Today, it has a $17,000 drip pan.
Thanks to a powerful Kentucky congressman who has steered tens of millions
of federal dollars to his district, the Army has bought about $6.5 million
worth of the “leakproof” drip pans in the last three years to catch
transmission fluid on Black Hawk helicopters. And it might want more from
the Kentucky company that makes the pans, even though a similar pan from
another company costs a small fraction of the price: about $2,500.
The purchase shows the enduring power of earmarks, even though several
scandals have prompted efforts in Congress to rein them in. And at a time
when the Pentagon is facing billions of dollars in cutbacks — which include
shrinking the Army, trimming back purchases of fighter jets and retiring
warships — the eye-catching price tag for a small part has provoked sharp
criticism.
The Kentucky company, Phoenix Products, got the job to produce the pans
after Representative Harold
Rogers<http://topics.nytimes.com/top/reference/timestopics/people/r/harold_rogers/index.html?inline=nyt-per>,
a Republican who is now the chairman of the House Appropriations Committee,
added an earmark to a 2009 spending bill. While the earmark came before
restrictions were placed on such provisions for for-profit companies, its
outlays have continued for the last three years.
The company’s owners are political contributors to the congressman, who has
been called the “Prince of Pork” by The Lexington Herald-Leader for his
history of delivering federal contracts to donors and others back home.
Military officials have said the pans work well, and Mr. Rogers defended
them.
“It’s important that Congress do what it can to provide our military with
the best resources to ensure their safety and advance our missions abroad,
while also saving taxpayer dollars wherever possible,” Mr. Rogers said in a
statement. “These dripping pans help accomplish both of these goals.”
But Bob Skillen, the chief engineer at a small manufacturer called VX
Aerospace, which has a plant in North Carolina, said he was shocked to see
what the Army was spending for the Black Hawk drip pans. He designs drip
pans that his company sells to the military for a different helicopter, the
UH-46, for about $2,500 per pan, or about one-eighth the price that his
Kentucky competitor charges. The pans attach beneath the roof of the
helicopter to catch leaking transmission fluid before it can seep into the
cabin.
“It’s not a supercomplex part,” said Mr. Skillen, an aerospace engineer who
used to work for the Navy. “As a taxpayer, I’m just like, this isn’t
right.”
He took his concerns to members of Congress, to military contracting
officials and, finally, to a government watchdog group, the nonpartisan
Citizens for Responsibility and Ethics in Washington.
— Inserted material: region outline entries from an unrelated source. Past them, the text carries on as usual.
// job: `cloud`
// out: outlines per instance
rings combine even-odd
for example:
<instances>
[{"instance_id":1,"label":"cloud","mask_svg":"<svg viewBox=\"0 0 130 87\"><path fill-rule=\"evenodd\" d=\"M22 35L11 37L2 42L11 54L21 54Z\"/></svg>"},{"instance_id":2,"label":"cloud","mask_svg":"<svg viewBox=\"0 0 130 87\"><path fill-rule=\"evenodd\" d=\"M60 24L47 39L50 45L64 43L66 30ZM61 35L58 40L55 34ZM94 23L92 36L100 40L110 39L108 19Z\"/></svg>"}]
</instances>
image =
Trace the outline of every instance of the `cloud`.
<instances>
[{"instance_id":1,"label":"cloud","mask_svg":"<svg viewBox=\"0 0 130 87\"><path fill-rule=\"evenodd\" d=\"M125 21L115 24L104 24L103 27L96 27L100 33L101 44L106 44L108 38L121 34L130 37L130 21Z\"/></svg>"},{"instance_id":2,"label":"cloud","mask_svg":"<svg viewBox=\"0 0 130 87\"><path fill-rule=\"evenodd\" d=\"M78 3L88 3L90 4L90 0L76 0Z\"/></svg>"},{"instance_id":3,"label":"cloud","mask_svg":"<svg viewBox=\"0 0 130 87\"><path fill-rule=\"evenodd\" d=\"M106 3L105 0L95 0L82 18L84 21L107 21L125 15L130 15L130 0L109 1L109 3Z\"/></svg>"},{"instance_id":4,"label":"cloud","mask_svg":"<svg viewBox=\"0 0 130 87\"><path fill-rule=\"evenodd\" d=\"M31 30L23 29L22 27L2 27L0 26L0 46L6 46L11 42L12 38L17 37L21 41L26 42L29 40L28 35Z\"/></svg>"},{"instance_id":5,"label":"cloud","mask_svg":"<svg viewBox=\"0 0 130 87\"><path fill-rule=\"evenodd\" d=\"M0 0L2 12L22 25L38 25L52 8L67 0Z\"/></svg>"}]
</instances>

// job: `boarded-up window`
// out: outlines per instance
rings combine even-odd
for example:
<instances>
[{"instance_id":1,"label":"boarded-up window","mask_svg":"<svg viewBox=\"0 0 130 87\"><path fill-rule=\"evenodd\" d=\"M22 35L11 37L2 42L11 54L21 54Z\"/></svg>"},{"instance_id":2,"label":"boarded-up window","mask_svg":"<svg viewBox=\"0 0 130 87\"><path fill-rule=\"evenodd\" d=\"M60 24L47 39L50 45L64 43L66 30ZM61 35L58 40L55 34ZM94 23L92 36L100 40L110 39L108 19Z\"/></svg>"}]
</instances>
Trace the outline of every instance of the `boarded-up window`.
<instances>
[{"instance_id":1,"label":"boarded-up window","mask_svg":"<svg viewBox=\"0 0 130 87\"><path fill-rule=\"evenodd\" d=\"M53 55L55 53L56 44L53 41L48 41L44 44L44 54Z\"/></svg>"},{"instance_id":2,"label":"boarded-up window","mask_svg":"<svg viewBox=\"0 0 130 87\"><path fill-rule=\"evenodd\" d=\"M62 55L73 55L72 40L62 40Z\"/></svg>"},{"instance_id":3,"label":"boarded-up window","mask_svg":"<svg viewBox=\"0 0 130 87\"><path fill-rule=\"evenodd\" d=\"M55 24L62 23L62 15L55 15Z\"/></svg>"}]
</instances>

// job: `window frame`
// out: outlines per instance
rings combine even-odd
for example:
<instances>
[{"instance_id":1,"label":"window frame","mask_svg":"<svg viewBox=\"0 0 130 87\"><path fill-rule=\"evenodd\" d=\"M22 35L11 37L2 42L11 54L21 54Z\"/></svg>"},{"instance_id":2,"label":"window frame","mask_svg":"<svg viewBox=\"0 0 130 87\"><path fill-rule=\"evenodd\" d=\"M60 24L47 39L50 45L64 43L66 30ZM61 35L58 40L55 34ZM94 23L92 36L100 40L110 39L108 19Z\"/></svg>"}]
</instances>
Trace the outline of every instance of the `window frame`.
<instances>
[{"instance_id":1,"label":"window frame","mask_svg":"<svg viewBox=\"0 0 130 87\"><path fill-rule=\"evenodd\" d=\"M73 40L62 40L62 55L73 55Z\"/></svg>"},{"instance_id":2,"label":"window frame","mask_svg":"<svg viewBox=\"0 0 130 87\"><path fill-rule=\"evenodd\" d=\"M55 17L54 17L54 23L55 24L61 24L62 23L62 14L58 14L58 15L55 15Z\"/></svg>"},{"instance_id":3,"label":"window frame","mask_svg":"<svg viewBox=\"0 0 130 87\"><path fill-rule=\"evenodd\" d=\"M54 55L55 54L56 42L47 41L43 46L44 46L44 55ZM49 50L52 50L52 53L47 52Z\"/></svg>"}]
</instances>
The group requested
documents from the government under the Freedom of Information Act last
year to learn more about the contract.
The Army turned over some information but said it did not have any
specifications or designs for the drip pans that might explain the price.
That was considered proprietary information held by Phoenix Products.
Melanie Sloan, who leads the Washington group, said she was troubled by the
secrecy surrounding what seemed to be a routine parts order. “How is it
possible that the government can’t say why it ended up with a drip pan that
was this much money?” she asked in an interview.
A Congressional aide said that Mr. Rogers inserted the earmark after Army
officials went to him with concerns about fluids that were leaking into the
cabins of Black Hawks, splattering not only crew members but also wounded
soldiers being airlifted to hospitals. “The Army came to the boss and said
this is an issue,” said the aide, who spoke on the condition of anonymity
in discussing internal communications.
The Army, however, said it was simply following a budget directive from
Congress. Mr. Rogers’s earmark came before House members informally agreed
to ban such provisions to for-profit companies.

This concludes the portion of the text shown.